Die Psychoanalyse, selbst Stiefkind der respektablen Wissenschaften, hat in dem kurzen Jahrhundert ihrer Existenz auch noch ein Enfant terrible ihrer eigenen Zunft gezeugt: den französischen Analytiker Jacques Lacan (1901 bis 1981). In seinen Seminaren an der Ecole freudienne saßen berühmte Vertreter moderner französischer Theorie: Baudrillard, Barthes, Derrida, Lefèbvre-Pontalis, O.Mannoni und andere. Lacans analytische Praxis bescherte ihm die Exkommunikation aus der IPA (International Psychanalysis Association) und sein dramatisch rüdes Auftreten eine solche Popularität, daß er Frankreich sogar vom Bildschirm aus beglücken durfte. Eine ungewöhnliche Karriere in einer Profession, die sich gemeinhin eher dem Rampenlicht entzieht. Der Mann war ein Skandal. Und wenn er es mal nicht war, hat er sich beeilt, einen zu inszenieren.

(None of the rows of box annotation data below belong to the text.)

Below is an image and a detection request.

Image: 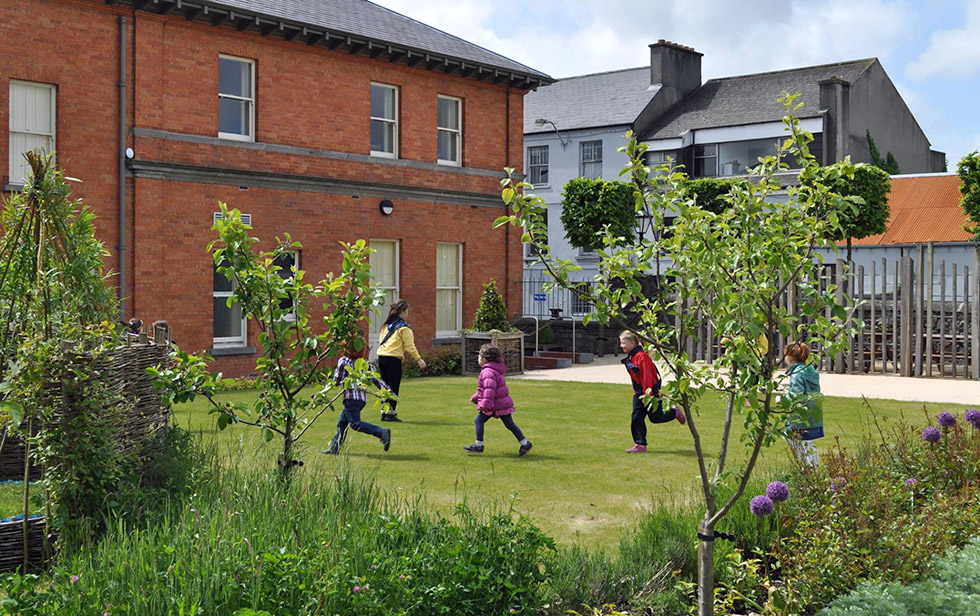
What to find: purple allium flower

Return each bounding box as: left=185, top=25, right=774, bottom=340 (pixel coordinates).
left=749, top=494, right=772, bottom=518
left=766, top=481, right=789, bottom=503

Stuart Schneiderman, der einzige Amerikaner, der sich einer Analyse bei Lacan unterzog und auch den Selektionsprozeß überstand, mit dem man seinerzeit von der Horizontale auf der Couch zur Vertikale dahinter avancierte, hat seinen Lehrer 1983 noch als intellektuellen Helden gefeiert (Jacques Lacan: The Death of an Intellectual Hero). Damals war Lacan erst zwei Jahre tot und die Phalanx seiner Jünger noch fest geschlossen. Und von diesen gibt es eine ganze Menge: In Südamerika füllt das Reizwort „Lacan“ ganze Hörsäle, in Paris steht nach wie vor ein großer Kreis hinter dem Meister, und auch in Berlin bemüht sich die „Psychoanalytische Assoziation“, dem Namen des Vaters alle Ehre zu machen. Was zu Lebzeiten Lacans noch theoretische Arbeit war, gleicht heute eher einem Priesterseminar, in dem Lacanianer eine reine Lehre verkünden.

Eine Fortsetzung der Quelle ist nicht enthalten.